- Abbreviation: LKPT
- Leader: Shri Chandrashekhar Rajpurohit
- Founded: 2006
- Ideology: Honest Politics

= Lok Paritran =

Paritrana, meaning "to bring relief from the cause of distress" in Sanskrit, is the former name of an Indian political party later renamed to Lok Paritran. The party was formed in February 2006 by a group of six graduates from IIT Bombay and IIT Kanpur. It plans to contest in the next assembly elections and then stand for parliament.
The founders of the political party are graduates of Indian Institutes of Technology (who chose to give up careers in their fields of study and follow their inner voice which told them that 'they should invest their efforts in the country rather than making their pockets heavier'.
The entire core team including all the party members is Chandrashekhar (president), B.Tech, computer science (IIT Kanpur).

This party contested in 2006 Tamil Nadu elections in 7 constituencies headed by Tamil Nadu State President Mr.

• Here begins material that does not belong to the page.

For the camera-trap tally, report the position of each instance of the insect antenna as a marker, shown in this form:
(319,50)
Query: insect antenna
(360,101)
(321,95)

Elanthirumaran Periasamy, and secured 37325 votes which is ahead of total votes secured by DMDK and BJP in the 7 constituencies.

It is worth to mention that Mr Elanthirumaran Periasamy contested from Chepauk constituency where the ex CM and DMK President Dr. M. Karunanidhi contested. He secured 669 votes.

Ishrayel Maheshwar who contested against Mr. MK Stalin from Thousand Lights constituency got 2459 votes.

Mr Rajamany Kesavan got 11665 votes and secured third position from Anna Nagar constituency. Mr Santhanagopalan Vasudevan got 9436 votes and also secured third position from Mylapore constituency.

It was reported that the party was split. One faction formed another party called Bharat Punarnirman Dal.